A further aside, Deanna tried coconut oil, caprylic acid and MCTs early on in her disease. Not a lot of help. Adding extra acetyl-CoA from ketones will be of limited help in a condition with complex I dysfunction. My interest still lies in ketones combined with low blood glucose, not as an add on to healthy starches.
It is quite clear from the last post featuring cardiac ischaemia and ketones that any old ketones will do when hypoxia is the problem: Bring on the MCTs.

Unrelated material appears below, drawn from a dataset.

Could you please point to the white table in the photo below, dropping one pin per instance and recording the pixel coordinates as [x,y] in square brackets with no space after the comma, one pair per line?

Logically ketones are fats, part pre-oxidised in the liver, so require less oxygen to complete their metabolism in the cardiac muscle. They do not uncouple protons from oxidative phosphorylation either, which we will probably come back to. And while normal fatty acids do uncouple ox phos, this effect is (under normal circumstances) completely lost when mitochondrial ATP levels fall. This probably happens rather quickly under hypoxia.
The energetic failure of neurodegenerative diseases is only partially amenable to ketones. We are looking at a rather different phenomenon to ischaemia and it might be worth looking at the problems of burning glucose in neurons next. And the problems from failing to generate adequate superoxide for maximal health. There's a lot to think about.